What are Drug Offenses?

drug-offensesDrug offenses are often classified as crimes against morality, but could also be placed in a category with offenses against public order and health because drug crimes can potentially cause physical harm to people and property and can contribute to other crimes as well as economic and social problems. Because of their potential for being detrimental to society, drug offenses do not wait until public safety is actually threatened, but are intercepted prior to that by penalizing the manufacture, transportation, sale, distribution, and possession of drugs.

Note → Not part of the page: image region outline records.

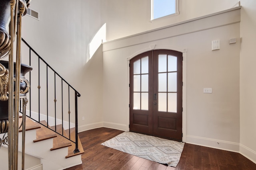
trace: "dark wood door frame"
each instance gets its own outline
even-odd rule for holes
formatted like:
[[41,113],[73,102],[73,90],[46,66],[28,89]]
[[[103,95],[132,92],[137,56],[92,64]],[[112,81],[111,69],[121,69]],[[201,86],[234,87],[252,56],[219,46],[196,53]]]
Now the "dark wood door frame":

Drug offenses include purchase, possession, manufacturing, delivering, distributing, dispensing, administering,  and selling (or possessing with intent to distribute). Drug offenses are determined by the Uniform Controlled Substances Act which controls the distribution, classification, sale, and use of drugs. According to law, drugs are categorized into two distinct categories (1) drugs and (2) narcotics. Drugs are substances for use in or on the body for diagnosis, cure, treatment, and/or prevention of disease. These are regulated by the Federal Drug Administration and include such things as herbs, tonics, laxatives, weight reduction aids, and even blood. Narcotics, on the other hand, are substances defined by statue; narcotics are substances that either stimulate or dull an individual’s senses. Usually narcotics are considered to be addictive. Legal narcotics are regulated by the Federal Drug Administration and are available only with a valid physician’s prescription. Illegal narcotics (controlled substances), however, are banned by statute.

The authority to regulate the use of drugs is most often found within federal government jurisdictions due to the federal government’s power to regulate interstate commerce. States can and do regulate drug use, but the laws that states establish must be consistent with federal law. Most states choose to adopt federal standards for their drug legislation to avoid unnecessary litigation and as a means of using federal government resources to bring major drug offenders to justice.

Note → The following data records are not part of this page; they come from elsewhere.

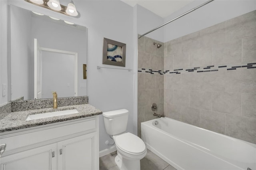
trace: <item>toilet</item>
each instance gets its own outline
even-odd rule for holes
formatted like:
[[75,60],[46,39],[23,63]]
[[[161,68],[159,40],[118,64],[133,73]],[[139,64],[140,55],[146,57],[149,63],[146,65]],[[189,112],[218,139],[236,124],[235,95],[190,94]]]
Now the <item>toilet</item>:
[[129,111],[125,109],[103,112],[107,133],[112,135],[117,150],[116,164],[121,170],[140,170],[140,160],[147,153],[145,143],[138,136],[125,132]]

The federal Controlled Substances Act of 1970, 21 U.S.C.A § 811 et seq., extended in 1972 by the Uniform Controlled Substances Act, was enacted to promote uniformity among state and federal laws. As a result, most states conform to federal drug acts. The Continuing Criminal Enterprise (CCE) Statute (also known as the Drug Kingpin Act), 21 U.S.C.A. § 848 targets those who have a managing or organizing role in large illegal drug organizations. Some drug offenses are strict liability crimes, while other drug offenses require general intent.

The two main objectives of current drug law is to regulate the manufacture, sale, and use of legal drugs such as aspirin, sleeping pills, and antidepressants, and to prohibit and punish the manufacture, possession, and sale of illegal drugs such as marijuana, heroin and dangerous legal drugs.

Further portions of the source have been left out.